Other social media leaders including LinkedIn and Twitter have likewise limited access, but Facebook’s move in this direction has been more controversial. (These 10 recent Subway Fold posts cover a variety of ways that data from Twitter is being mined, analyzed and applied.)

Examples of the applications that developers have built upon this data include requests to have friends join games, vote, and highlight a mutual friend of two people on a date. The reduction or loss of this data flow from Facebook will affect these and numerous other services previously dependent on it. As well, privacy experts have expressed their concern that this change might result in “more objectionable” data-mining practices.

Others view these new limits are a result of the company’s expansion and “emergence as the world’s largest social network”.

Facebook will provide data to outsiders about certain data types like birthdays. However, information about users’ friends is mostly not available. Some developers have expressed complaints about the process for requesting user data as well as results of “unexpected outcomes”.

These new restrictions have specifically affected the following Facebook-dependent websites in various ways:

  • The dating site Tinder asked Facebook about the new data policy shortly after it was announced because they were concerned that limiting data about relationships would impact their business. A compromise was eventually obtained but limited this site only to access to “photos and names of mutual friends”.
  • College Connect, an app that provided forms of social information and assistance to first-generation students, could not longer continue its operations when it lost access to Facebook’s data. (The site still remains online.)
  • An app called Jobs With Friends that connected job searchers with similar interests met a similar fate.
  • Social psychologist Benjamin Crosier was in the process of creating an app searching for connections “between social media activity and ills like drug addiction”. He is currently trying to save this project by requesting eight data types from Facebook.
  • An app used by President Obama’s 2012 re-election campaign was “also stymied” as a result. It was used to identify potential supporters and trying to get them to vote and encourage their friends on Facebook to vote or register to vote.²

Other companies are trying an alternative strategy to build their own social networks. For example, Yesgraph Inc. employs predictive analytics³ methodology to assist clients who run social apps in finding new users by data-mining, with the user base’s permission, through lists of email addresses and phone contacts.
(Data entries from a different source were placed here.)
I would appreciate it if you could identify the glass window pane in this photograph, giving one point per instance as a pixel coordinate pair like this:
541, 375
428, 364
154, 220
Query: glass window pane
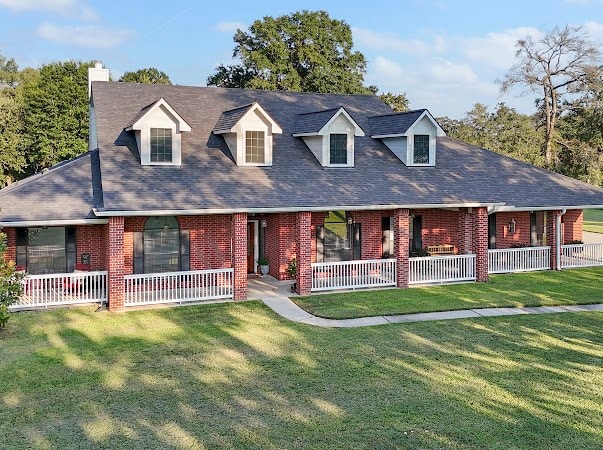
338, 153
161, 145
421, 150
255, 147
46, 250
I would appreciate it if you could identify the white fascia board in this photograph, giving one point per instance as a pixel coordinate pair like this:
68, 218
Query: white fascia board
182, 125
357, 130
274, 128
509, 208
53, 223
210, 211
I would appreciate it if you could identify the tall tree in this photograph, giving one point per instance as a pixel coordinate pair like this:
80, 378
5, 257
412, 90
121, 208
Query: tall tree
55, 113
150, 75
559, 64
304, 51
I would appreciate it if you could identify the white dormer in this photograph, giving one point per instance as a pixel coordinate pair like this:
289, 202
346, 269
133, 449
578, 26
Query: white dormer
330, 136
158, 128
411, 136
248, 132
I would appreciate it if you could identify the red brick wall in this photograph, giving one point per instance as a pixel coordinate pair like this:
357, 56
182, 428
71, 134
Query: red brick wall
504, 239
115, 262
303, 229
401, 244
572, 225
440, 226
92, 239
11, 244
210, 240
239, 254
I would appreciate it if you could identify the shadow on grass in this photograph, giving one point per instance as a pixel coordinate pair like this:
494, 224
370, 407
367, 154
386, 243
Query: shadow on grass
237, 376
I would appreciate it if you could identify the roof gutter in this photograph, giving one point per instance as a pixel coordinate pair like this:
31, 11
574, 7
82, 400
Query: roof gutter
211, 211
53, 223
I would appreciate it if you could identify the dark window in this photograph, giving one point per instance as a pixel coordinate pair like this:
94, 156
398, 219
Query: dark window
338, 153
46, 250
421, 150
161, 145
254, 147
338, 239
161, 245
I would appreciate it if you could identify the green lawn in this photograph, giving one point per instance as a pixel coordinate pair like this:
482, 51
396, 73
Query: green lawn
593, 220
237, 376
546, 288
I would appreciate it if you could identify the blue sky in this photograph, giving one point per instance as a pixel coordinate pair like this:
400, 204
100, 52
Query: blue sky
445, 55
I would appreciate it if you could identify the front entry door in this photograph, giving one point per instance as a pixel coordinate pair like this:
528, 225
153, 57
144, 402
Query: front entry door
250, 247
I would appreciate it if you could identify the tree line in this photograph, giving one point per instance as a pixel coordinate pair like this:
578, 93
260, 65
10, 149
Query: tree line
44, 111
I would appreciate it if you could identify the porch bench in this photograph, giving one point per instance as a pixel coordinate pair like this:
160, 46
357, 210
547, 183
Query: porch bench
442, 249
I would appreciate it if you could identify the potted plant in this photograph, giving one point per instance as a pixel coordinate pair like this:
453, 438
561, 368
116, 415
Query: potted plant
292, 271
264, 264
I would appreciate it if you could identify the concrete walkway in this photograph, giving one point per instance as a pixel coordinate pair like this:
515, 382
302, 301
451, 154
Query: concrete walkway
275, 294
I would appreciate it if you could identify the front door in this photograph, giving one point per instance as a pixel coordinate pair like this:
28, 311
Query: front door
250, 247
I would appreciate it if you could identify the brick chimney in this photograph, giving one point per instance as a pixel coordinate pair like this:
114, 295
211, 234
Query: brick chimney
97, 73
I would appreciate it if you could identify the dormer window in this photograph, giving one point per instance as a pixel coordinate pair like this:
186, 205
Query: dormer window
161, 145
421, 149
329, 135
255, 148
338, 152
158, 130
248, 132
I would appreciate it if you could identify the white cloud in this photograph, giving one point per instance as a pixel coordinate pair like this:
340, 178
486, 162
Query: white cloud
85, 36
63, 7
230, 27
389, 41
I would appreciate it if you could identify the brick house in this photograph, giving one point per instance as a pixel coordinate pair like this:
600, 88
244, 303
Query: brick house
183, 189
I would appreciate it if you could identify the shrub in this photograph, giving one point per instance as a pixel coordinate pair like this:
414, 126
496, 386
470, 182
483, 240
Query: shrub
10, 283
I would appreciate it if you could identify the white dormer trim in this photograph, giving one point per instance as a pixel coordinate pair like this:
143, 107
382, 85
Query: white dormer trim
403, 144
320, 142
159, 115
255, 119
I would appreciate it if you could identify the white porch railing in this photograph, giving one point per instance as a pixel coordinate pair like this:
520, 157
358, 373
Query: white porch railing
62, 289
178, 287
523, 259
441, 269
353, 274
581, 255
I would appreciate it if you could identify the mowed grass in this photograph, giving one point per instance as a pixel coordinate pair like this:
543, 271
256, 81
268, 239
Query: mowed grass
237, 376
593, 220
546, 288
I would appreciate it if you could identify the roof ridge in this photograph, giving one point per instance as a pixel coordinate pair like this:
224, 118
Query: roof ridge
47, 171
399, 113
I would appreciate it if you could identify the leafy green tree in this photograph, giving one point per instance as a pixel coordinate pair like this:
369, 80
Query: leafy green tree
304, 51
55, 113
10, 283
397, 102
559, 64
149, 75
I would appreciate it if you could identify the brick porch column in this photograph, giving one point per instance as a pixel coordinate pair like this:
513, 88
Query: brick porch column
401, 245
551, 235
480, 243
465, 231
115, 263
239, 255
303, 252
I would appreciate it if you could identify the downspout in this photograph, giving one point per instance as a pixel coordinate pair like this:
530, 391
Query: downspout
558, 238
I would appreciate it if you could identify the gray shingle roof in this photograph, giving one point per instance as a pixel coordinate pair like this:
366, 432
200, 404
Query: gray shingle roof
396, 123
208, 178
229, 119
67, 191
312, 122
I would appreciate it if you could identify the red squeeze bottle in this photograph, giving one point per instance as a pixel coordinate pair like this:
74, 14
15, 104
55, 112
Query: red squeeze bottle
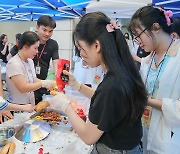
81, 114
61, 78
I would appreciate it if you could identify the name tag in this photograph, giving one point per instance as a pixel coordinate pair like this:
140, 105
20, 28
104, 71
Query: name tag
38, 69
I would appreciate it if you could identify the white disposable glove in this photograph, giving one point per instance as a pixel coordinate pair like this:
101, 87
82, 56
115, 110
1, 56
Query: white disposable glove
72, 81
47, 83
60, 102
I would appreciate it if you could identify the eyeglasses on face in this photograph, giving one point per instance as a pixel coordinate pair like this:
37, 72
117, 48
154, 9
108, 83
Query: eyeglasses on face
136, 38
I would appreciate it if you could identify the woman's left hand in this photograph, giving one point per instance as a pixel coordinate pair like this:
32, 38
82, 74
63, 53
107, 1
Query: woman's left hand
7, 114
60, 102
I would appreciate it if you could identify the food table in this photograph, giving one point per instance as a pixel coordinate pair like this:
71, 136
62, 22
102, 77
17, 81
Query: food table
59, 141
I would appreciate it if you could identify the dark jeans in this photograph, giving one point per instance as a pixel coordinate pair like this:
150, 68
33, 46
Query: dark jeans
100, 148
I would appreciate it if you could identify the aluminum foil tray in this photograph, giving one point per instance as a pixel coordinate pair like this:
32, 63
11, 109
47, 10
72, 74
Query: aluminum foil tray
33, 131
64, 123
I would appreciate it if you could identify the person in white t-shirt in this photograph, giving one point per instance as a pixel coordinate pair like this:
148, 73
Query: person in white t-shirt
5, 106
21, 78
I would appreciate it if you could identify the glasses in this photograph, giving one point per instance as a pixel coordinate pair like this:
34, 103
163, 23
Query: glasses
136, 39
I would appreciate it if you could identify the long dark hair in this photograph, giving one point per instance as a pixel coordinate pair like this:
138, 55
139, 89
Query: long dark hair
28, 38
146, 16
2, 38
117, 59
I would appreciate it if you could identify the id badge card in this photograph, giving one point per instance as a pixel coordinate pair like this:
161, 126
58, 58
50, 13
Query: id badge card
38, 69
97, 79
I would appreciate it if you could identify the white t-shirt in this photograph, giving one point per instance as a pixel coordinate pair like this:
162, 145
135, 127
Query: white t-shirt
16, 66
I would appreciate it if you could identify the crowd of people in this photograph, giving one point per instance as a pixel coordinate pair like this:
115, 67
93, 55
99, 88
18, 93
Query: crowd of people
133, 110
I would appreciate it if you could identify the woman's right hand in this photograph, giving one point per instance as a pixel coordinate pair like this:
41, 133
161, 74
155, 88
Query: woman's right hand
27, 108
72, 81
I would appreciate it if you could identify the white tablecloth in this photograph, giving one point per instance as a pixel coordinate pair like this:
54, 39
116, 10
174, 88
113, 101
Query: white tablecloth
59, 141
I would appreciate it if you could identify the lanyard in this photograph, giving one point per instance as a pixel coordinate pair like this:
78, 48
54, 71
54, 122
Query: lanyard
39, 57
159, 68
26, 70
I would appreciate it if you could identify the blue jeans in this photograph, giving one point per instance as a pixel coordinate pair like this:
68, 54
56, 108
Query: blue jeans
100, 148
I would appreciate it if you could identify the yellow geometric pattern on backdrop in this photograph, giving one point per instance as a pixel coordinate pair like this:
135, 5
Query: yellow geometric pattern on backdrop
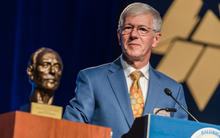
193, 59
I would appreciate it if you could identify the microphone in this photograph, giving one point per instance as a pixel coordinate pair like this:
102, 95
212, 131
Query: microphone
166, 109
169, 93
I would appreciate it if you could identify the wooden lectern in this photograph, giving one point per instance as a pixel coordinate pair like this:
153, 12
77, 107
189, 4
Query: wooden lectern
25, 125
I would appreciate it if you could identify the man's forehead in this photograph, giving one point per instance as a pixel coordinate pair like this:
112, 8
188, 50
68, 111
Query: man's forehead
49, 56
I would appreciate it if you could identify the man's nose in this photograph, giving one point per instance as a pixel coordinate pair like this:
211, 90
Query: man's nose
134, 33
52, 70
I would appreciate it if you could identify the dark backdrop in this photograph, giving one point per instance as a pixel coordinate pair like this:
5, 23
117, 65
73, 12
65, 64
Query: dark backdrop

My questions are as follows:

  • What are the best practices and policies for social networks to use to optimally balance the interests of data-dependent third parties and users’ privacy concerns? Do they vary from network to network or are they more likely applicable to all or most of them?
  • Are most social network users fully or even partially concerned about the privacy and safety of their personal data? If so, what practical steps can they take to protect themselves from unwanted access and usage of it?
  • For any given data-driven business, what is the threshold for over-reliance on a particular data supplier? How and when should their roster of data suppliers be further diversified in order to protect themselves from disruptions to their operations if one or more of them change their access policies?

 


1.   Speaking of interesting data, on Monday, August 24, 2015, for the first time ever in the history of the web, one billion users logged onto the same site, Facebook. For the details, see One Out of Every 7 People on Earth Used Facebook on Monday, by Alexei Oreskovic, posted on BusinessInsider.com on August 27, 2015.

2See the comprehensive report entitled A More Perfect Union by Sasha Issenberg in the December 2012 issue of MIT’s Technology Review about how this campaign made highly effective use of its data and social networks apps and data analytics in their winning 2012 re-election campaign.

3.  These seven Subway Fold posts cover predictive analytics applications in range of different fields.